Despite the absence of color, SketchesbySylvia’s illustration is absolutely brimming with personality and life. Be it Yamcha’s blushing cheeks or Bulma’s delighted grin, there is no doubt that this is a sketch of a couple who are crazy about each other.
The lining is masterfully done, adding depth to the scene while providing a looseness that echoes the characters’ cheery demeanors. This is an art piece that is driven by emotion, and it is all positive.
A lot of the early stages of Vegeta and Bulma’s romance happened off-screen. While Dragon Ball Super dida respectable job of demonstrating Bulma’s positive influence on Vegeta, Dragon Ball Z dropped the ball by abruptly ending Yamcha and Bulma’s relationship.
BotanofSpiritWorld sticks close to the source material’s art style, although there are enough unique touches to allow this piece to stand on its own two feet. As great as Bulma and Yamcha are, the toys might be the stars of the show, especially the shadow work on the bear and penguin.
7. Autumn Walk
Spring might be more commonly associated with love, but an autumn setting can also prove magical when crafting romantic scenes. The leaves might wither and gray but Yamcha and Bulma’s relationship remains unaffected. It is quite an uplifting image.

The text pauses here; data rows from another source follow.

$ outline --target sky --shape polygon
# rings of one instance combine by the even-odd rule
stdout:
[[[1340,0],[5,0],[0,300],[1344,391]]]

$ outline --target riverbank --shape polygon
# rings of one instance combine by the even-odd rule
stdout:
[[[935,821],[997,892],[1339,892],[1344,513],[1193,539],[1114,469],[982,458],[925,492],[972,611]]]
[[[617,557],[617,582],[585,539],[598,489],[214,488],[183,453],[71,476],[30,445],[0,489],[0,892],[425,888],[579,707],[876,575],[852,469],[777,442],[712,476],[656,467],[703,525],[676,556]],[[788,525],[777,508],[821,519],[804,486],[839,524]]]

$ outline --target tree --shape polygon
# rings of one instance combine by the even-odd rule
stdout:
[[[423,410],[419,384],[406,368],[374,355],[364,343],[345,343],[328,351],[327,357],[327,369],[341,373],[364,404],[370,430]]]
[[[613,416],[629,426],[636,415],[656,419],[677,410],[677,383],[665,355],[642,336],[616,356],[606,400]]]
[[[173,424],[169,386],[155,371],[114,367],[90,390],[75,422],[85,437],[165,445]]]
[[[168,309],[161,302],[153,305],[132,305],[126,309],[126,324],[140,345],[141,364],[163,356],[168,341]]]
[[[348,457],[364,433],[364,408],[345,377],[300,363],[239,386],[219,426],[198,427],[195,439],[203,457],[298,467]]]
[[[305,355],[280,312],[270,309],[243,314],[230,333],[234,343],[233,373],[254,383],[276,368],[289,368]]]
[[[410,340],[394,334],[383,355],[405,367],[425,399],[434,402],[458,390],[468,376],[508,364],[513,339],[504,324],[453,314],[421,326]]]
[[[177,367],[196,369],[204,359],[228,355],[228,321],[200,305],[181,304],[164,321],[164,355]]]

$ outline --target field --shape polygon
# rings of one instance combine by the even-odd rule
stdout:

In Gosha-Chan’s painting, Yamcha and Bulma’s colors are vibrant and warm, serving as a contrast to the colder tint that dominates the background. The drawing also does a fantastic job of showing Bulma’s confidence and Yamcha’s shyness around women, traits that define each character.
Brought to life through pleasant colors and sharp character designs, Bura’s illustration provides some insight into what Dragon Ball might have looked like as a shoujo romance anime. The image is defined by a certain softness that complements the premise, which is echoed by the drawing’s “I’ll Give You Romance” title.
In the series, Yamcha and Bulma met when they were only 16, and they were basically each other’s first loves. Bura’s painting reflects that naivety and wholesomeness often associated with teenage sweethearts.
9. Equal Footing
Once upon a time, Bulma and Yamcha had more of an active role in Dragon Ball‘s story. The former still shows up from time to time, but Yamcha might as well not even appear in Dragon Ball Z and especially Dragon Ball Super.
MuffinMonstah’s amazing tribute to the couple, which seems to take a page or two from Western comics, harbors back to a time when Yamcha and Bulma were on the frontlines. They are on equal footing, as both are humans with specific talents that make them valuable members of the Z-Fighters.
Frankenberu’s art piece has a quiet beauty to it. While Bulma and Yamcha are sharing an intimidating moment together, their facial expressions and postures paint a sadder image. Bulma appears to be leaning slightly away from Yamcha, who in turn does not seem to be completely present mentally. There is a disconnect between the two.
Even though the drawing has an element of melancholy to it, the couple is still looking to find solace in each other. Although he has a habit of posturing, Yamcha is generally willing to be vulnerable around Bulma.